Patent document CN105088802 a, "a yarn dyed fabric moisture-absorbing and quick-drying finishing process", provides a yarn dyed fabric moisture-absorbing and quick-drying finishing process, the finishing process is as follows: the yarn-dyed fabric is immersed in the moisture-absorbing and quick-drying finishing agent, wherein the moisture-absorbing and quick-drying finishing agent consists of a surfactant and polyether amino modified silicone oil, and a rolling and baking process method is adopted, so that the horizontal wicking and the diffusivity of the finished fabric are improved by 260%, and the moisture conductivity, the handfeel and the elasticity are good.

The analysis of the prior art is integrated, and the existing technology for realizing the differential moisture transfer of the fabric has a post-finishing method, but has the problems of water washing resistance and non-durable functionality, and also has the problem that the moisture transfer and quick drying cannot be simultaneously combined.

Disclosure of Invention

The utility model aims to solve the technical problem of providing a quick-drying warp knitted fabric with a unidirectional liquid water transmission function.

In order to solve the technical problems, the utility model adopts the following technical scheme:

the quick-drying warp knitted fabric with the unidirectional liquid water transmission function comprises a fabric body, wherein the fabric body comprises a seam connecting layer, a water transmission layer and a water diffusion layer which are sequentially connected, and at least one of the seam connecting layer, the water transmission layer and the water diffusion layer is provided with more than two layers, so that the fabric body forms a multi-layer overhead laminated structure with more than four layers; the seam connecting layer, the moisture transfer layer and the moisture diffusion layer are respectively woven by yarns with different water conveying capacities, so that the fabric body has the effect of unidirectional transfer of liquid water from the seam connecting layer to the moisture transfer layer and the moisture quick diffusion layer.

The fabric body has the effect of unidirectional transfer of liquid water from the joint connection layer to the rapid diffusion layer, and OWTC is more than or equal to 100% by using AATCC195 moisture-conducting performance test; the fabric body is tested by using GB-T21655.1 standard, and the evaporation rate is more than 0.45ml/h; the fabric has the characteristics of light weight, ventilation, quick dryness, comfort and non-sticking.

As a further improvement, the weave structure of the seam connection layer adopts a satin structure through forging or reverse warp; the organization structure of the moisture transfer layer adopts a variable warp satin structure; the organization structure of the water diffusion layer adopts a reverse satin structure or a variable satin structure.

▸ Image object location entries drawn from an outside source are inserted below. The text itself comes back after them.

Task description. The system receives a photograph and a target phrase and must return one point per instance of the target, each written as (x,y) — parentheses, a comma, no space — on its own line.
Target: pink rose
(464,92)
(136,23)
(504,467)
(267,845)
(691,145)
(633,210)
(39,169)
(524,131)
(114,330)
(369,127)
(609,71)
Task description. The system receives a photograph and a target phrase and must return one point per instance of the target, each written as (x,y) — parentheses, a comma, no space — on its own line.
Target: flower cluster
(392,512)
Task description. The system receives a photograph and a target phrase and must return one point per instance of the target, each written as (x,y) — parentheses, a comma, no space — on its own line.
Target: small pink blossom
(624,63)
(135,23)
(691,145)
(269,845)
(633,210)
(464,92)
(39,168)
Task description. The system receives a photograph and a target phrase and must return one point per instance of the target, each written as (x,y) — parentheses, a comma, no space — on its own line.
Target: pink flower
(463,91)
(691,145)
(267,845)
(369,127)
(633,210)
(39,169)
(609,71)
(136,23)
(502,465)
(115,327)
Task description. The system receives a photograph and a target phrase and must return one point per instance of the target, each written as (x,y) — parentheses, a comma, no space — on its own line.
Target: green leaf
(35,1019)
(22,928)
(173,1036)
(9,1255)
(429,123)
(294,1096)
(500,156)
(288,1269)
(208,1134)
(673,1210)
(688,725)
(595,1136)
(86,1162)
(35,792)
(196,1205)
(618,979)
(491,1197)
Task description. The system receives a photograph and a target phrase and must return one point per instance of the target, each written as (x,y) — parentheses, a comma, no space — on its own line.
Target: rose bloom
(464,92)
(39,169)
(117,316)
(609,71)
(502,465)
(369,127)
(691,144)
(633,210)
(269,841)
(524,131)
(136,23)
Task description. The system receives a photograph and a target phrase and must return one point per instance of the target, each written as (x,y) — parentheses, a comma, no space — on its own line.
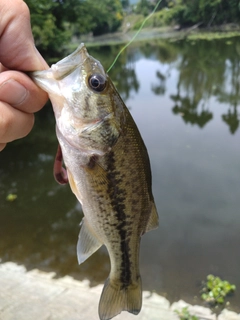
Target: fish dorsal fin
(153,220)
(87,243)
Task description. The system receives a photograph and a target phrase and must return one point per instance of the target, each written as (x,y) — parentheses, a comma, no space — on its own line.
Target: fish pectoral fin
(115,299)
(153,220)
(87,243)
(60,173)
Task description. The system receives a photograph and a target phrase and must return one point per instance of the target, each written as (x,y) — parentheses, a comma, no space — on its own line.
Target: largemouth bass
(108,170)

As a further improvement scheme, the seam connecting layer is formed by weaving yarns Y1, the moisture transfer layer is formed by weaving yarns Y2, the moisture diffusion layer is formed by weaving yarns Y3, and the capillary water transmission capacity LP of the yarns Y2 _Y2 Capillary water transport capacity LP with yarn Y1 _Y1 The ratio of (2) is greater than 1.5, the capillary water transport capacity LP of yarn Y3 _Y3 Capillary water transport capacity LP with yarn Y1 _Y1 The ratio of (2) is greater than 2.

As a further improvement, the yarn Y1 adopts filaments or short fibers, and the contact angle of the yarn surface when the yarn Y1 adopts the short fibers is larger than 60 degrees; the yarn Y2 adopts filaments or short fibers, and the contact angle of the yarn surface is more than or equal to 60 degrees and more than or equal to 45 degrees when the yarn Y2 adopts the short fibers; the yarn Y3 is made of filaments or staple fibers, and the contact angle of the yarn surface is smaller than 45 degrees when the yarn Y3 is made of staple fibers.

As a further development, the fineness D of the yarn Y1 _Y1 200D or less, preferably fineness D _Y1 ≤75D。

As a further improvement scheme, the number of the needle back transverse movement needles of the moisture transfer layer is 2-5 needles; the number of the needle back transverse movement needles of the moisture diffusion layer is 1 needle to 5 needle, wherein the ratio of the needle back transverse movement needles is more than or equal to 10 percent.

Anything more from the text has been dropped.